Development version
This is the latest (dev) documentation. It may contain unreleased features or breaking changes. For the stable release, use stable.
Plotting Gallery
sklearn-genetic-opt ships diagnostic plot functions that read the metadata stored on a fitted search. This gallery runs one real search and then draws every public plot helper against it, so each figure below is produced by the exact code shown. Use it to answer the main post-search questions: what was trained, how it converged, how diverse the population stayed, what decisions the optimizer made, and whether robust solutions were found.
Setup: One Search to Plot
We tune a RandomForestClassifier on the breast-cancer dataset with several hyperparameters of mixed type (integers, a continuous fraction, and two categoricals). Diversity control, fitness sharing, and local search are enabled so the diversity, optimizer-event, and decision plots actually have something to show. The run is small (population 12 x 10 generations) so the whole gallery builds in well under a minute.
import warnings
import matplotlib.pyplot as plt
import numpy as np
import pandas as pd
from sklearn.datasets import load_breast_cancer
from sklearn.ensemble import RandomForestClassifier
from sklearn.model_selection import StratifiedKFold, train_test_split
from sklearn_genetic import (
EvolutionConfig,
GASearchCV,
OptimizationConfig,
PopulationConfig,
RuntimeConfig,
)
from sklearn_genetic.plots import (
SearchPlotter,
plot_candidate_rankings,
plot_convergence,
plot_cv_scores,
plot_diversity,
plot_fitness_evolution,
plot_history,
plot_optimizer_events,
plot_parameter_evolution,
plot_search_decisions,
plot_search_overview,
plot_search_space,
plot_score_landscape,
)
from sklearn_genetic.space import Categorical, Continuous, Integer
warnings.filterwarnings("ignore")
RANDOM_STATE = 42
X, y = load_breast_cancer(return_X_y=True)
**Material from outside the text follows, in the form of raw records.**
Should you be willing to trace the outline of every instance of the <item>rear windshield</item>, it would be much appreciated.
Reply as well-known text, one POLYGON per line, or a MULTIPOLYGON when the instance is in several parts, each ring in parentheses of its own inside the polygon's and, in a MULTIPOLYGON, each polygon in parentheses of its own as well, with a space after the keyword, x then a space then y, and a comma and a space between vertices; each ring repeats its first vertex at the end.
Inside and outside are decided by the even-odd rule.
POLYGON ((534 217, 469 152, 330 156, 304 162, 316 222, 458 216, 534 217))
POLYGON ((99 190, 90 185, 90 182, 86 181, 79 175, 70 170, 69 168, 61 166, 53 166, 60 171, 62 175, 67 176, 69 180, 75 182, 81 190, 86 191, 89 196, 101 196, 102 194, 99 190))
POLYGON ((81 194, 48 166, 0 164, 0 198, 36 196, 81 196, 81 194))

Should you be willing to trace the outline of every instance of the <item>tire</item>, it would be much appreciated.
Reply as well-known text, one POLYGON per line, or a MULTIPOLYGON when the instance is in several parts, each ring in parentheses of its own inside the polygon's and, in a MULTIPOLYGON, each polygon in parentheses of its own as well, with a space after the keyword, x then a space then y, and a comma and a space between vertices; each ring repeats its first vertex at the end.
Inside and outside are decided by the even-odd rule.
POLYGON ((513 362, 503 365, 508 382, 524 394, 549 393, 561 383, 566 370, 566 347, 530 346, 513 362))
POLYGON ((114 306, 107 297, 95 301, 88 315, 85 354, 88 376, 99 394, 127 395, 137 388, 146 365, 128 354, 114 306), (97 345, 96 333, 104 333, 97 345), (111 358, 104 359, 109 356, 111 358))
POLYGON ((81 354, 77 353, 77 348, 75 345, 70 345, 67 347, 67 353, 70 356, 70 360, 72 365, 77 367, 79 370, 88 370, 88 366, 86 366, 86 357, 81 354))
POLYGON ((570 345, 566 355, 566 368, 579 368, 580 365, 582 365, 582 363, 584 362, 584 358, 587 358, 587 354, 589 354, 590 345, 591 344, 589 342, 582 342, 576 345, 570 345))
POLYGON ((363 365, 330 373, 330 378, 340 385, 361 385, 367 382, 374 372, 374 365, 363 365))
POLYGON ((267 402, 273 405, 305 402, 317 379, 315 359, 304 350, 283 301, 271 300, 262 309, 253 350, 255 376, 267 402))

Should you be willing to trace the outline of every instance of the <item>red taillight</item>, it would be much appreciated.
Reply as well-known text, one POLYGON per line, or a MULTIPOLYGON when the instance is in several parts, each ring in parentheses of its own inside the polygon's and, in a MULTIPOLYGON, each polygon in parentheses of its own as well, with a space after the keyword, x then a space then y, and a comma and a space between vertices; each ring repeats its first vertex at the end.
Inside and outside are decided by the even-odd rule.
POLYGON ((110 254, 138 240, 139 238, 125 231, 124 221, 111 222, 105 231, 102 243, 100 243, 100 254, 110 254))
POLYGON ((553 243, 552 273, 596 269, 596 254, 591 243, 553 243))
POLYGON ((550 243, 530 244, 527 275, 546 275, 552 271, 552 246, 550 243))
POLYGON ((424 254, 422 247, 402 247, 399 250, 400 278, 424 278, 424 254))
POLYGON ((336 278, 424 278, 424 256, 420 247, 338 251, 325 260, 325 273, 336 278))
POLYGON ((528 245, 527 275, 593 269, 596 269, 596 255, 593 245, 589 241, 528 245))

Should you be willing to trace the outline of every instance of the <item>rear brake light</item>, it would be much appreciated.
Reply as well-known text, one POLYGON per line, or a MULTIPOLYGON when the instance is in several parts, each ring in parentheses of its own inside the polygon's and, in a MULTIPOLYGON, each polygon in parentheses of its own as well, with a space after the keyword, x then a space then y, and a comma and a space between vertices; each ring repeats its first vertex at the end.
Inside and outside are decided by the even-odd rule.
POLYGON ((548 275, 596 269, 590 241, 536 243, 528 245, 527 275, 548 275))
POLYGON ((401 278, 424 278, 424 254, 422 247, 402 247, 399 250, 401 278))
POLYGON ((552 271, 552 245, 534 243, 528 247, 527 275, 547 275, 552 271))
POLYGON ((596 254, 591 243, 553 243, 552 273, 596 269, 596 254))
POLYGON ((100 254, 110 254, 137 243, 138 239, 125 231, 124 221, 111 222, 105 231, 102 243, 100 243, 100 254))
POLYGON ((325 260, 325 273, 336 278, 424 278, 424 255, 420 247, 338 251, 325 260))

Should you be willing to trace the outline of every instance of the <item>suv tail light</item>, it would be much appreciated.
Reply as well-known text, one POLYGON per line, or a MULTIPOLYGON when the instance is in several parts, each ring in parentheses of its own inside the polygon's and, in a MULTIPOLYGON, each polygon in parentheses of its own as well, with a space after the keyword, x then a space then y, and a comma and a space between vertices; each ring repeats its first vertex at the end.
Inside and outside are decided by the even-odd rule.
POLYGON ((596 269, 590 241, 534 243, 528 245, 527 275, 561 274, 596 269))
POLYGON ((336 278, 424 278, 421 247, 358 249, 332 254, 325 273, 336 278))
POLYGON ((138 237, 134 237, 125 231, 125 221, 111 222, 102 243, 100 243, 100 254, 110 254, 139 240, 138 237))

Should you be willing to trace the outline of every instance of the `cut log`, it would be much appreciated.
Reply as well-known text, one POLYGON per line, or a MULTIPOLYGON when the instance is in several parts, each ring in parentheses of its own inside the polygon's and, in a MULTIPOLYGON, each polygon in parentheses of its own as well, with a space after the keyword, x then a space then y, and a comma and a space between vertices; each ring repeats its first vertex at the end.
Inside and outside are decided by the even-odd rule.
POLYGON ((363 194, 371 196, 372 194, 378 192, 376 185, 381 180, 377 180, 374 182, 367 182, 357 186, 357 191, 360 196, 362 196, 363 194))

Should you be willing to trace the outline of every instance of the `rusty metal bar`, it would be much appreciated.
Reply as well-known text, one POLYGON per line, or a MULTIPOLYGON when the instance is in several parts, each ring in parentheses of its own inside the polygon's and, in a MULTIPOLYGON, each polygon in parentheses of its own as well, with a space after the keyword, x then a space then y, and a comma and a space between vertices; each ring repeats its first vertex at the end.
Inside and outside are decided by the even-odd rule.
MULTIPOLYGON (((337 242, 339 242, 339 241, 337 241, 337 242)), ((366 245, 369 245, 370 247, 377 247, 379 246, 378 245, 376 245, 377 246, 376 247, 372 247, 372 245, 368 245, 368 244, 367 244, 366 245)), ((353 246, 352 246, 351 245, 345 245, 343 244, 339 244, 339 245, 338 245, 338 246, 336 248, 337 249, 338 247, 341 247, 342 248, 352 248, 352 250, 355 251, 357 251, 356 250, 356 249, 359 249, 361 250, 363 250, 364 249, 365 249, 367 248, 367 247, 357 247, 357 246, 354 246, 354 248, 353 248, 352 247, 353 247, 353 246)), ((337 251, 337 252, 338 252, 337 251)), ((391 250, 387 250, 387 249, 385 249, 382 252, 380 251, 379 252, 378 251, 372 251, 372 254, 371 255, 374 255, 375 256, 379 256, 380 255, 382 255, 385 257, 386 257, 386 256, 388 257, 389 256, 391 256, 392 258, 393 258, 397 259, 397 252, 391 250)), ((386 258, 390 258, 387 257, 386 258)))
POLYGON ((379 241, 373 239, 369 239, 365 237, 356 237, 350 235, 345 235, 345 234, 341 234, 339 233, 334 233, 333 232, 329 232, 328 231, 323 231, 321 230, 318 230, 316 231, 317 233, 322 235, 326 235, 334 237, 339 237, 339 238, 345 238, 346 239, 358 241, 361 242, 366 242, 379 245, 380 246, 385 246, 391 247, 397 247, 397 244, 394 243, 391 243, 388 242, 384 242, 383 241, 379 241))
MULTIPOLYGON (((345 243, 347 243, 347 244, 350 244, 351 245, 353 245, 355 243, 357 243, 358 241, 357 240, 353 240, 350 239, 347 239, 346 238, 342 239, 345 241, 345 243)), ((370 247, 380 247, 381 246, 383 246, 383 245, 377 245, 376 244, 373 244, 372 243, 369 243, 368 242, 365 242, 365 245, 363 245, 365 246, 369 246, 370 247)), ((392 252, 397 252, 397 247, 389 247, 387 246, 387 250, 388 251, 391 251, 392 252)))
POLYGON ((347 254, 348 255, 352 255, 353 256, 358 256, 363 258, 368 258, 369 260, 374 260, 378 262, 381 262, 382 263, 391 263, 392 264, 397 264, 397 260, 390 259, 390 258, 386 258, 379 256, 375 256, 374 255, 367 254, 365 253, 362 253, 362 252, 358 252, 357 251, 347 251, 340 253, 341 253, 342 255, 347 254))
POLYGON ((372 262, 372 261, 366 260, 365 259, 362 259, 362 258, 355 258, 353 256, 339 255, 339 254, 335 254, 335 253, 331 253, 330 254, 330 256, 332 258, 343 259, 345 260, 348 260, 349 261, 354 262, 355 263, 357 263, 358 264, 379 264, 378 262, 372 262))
X_train, X_test, y_train, y_test = train_test_split(
X, y, test_size=0.25, stratify=y, random_state=42
)
cv = StratifiedKFold(n_splits=3, shuffle=True, random_state=42)
search = GASearchCV(
estimator=RandomForestClassifier(random_state=42, n_jobs=1),
random_state=RANDOM_STATE,
cv=cv,
scoring="roc_auc",
param_grid={
"n_estimators": Integer(30, 90),
"max_depth": Integer(2, 16),
"min_samples_split": Integer(2, 24),
"max_features": Continuous(0.2, 1.0),
"criterion": Categorical(["gini", "entropy"]),
"class_weight": Categorical([None, "balanced"]),
},
evolution_config=EvolutionConfig(
population_size=10,
generations=10,
crossover_probability=0.9,
mutation_probability=0.1,
elitism=True,
keep_top_k=4,
),
population_config=PopulationConfig(initializer="random"),
runtime_config=RuntimeConfig(n_jobs=1, use_cache=True, verbose=False),
optimization_config=OptimizationConfig(
diversity_control=True,
fitness_sharing=True,
local_search=True,
local_search_top_k=2,
),
)
search.fit(X_train, y_train)
print("Best CV ROC AUC:", round(search.best_score_, 4))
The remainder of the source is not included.